Figure 4: Latent activation frequencies in Gemma Scope SAEs; power-law decay exponents suggest $\alpha \approx 0.5$ –$0.7$.

Figure 5: Measured slopes of $L_i$ curves for ReLU L1 SAEs on hyperspheres; $\beta$ is low for high-dimensional manifolds.

Feature Geometry and Latent Similarity

The paper investigates the geometry of SAE decoder latents, hypothesizing that tiling a low-dimensional manifold should result in high cosine similarity between decoder vectors. Analysis of Gemma Scope and Inception V1 SAEs shows some latents with high nearest-neighbor cosine similarity, but not in large numbers, and often associated with dead or duplicated latents rather than true manifold tiling.

Figure 6: Distribution of nearest-neighbor cosine similarities for Gemma Scope SAEs; few latents exhibit extreme similarity.

Figure 7: Pairwise cosine similarity distribution for Inception V1 SAEs; duplication may explain high similarity.

Implications and Future Directions

The formalism developed in this paper provides a principled framework for understanding SAE scaling in the presence of feature manifolds. The identification of a threshold between benign and pathological scaling regimes has significant implications for interpretability: in the pathological regime, SAEs may fail to discover rare or complex features, limiting their utility for mechanistic interpretability.
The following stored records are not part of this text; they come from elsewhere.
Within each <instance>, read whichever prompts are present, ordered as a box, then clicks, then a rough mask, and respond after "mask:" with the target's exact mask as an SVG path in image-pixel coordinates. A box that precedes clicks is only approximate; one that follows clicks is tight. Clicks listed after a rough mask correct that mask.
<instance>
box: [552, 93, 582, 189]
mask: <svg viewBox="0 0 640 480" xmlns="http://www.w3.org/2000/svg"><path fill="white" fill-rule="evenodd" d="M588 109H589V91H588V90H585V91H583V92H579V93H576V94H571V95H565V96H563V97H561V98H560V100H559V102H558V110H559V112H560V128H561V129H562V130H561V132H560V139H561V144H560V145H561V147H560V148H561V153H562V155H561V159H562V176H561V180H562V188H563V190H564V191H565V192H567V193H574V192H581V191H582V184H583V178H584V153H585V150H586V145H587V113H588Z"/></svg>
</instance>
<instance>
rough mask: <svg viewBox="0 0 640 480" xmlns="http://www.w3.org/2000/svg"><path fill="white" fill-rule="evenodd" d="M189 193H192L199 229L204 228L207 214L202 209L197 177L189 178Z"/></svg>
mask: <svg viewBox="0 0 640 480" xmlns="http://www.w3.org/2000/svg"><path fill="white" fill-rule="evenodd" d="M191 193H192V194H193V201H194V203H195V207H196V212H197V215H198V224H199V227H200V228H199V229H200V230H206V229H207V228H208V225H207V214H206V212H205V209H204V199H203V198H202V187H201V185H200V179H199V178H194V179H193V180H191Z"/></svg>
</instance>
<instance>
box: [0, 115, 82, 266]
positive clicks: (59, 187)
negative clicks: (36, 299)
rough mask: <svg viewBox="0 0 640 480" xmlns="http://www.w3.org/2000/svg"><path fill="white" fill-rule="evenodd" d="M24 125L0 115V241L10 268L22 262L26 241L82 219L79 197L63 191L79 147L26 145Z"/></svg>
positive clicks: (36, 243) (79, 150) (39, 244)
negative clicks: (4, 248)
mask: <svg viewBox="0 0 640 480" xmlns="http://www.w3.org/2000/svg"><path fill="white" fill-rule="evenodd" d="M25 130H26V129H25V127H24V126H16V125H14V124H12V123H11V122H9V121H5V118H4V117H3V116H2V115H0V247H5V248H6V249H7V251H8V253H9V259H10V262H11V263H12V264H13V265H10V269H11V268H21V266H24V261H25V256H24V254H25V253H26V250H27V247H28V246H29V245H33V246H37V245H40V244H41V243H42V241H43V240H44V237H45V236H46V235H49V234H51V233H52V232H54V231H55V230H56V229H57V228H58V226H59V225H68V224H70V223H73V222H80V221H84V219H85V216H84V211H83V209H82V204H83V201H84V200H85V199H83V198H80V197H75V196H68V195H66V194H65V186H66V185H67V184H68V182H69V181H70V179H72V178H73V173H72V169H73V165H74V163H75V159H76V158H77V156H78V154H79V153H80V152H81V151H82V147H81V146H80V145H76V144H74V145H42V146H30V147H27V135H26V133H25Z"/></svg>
The empirical results suggest that the risk of pathological scaling depends on the true values of $\alpha$ and $\beta$ in real neural networks, which remain difficult to estimate. The geometry of feature manifolds—particularly the presence of variation in the radial direction—appears to mitigate the risk, as SAEs tend to learn basis solutions rather than tile manifolds extensively.

The work raises several open questions for future research:

How can $\alpha$ and $\beta$ be robustly estimated in real-world neural networks?
What architectural or training modifications can prevent pathological latent allocation?
How do phenomena like feature absorption, compositionality, and manifold "ripples" affect SAE scaling and interpretability?

Conclusion

This paper advances the theoretical understanding of SAE scaling laws by framing SAE optimization as a latent allocation problem and analyzing the impact of feature manifolds on scaling behavior. The identification of a threshold between benign and pathological regimes provides a valuable lens for interpreting SAE performance and guiding future research. While empirical evidence suggests that pathological scaling may not be prevalent in practice, the framework developed here offers a foundation for further investigation into the geometry and frequency distribution of features in neural representations, with important implications for the interpretability and reliability of SAEs in large-scale models.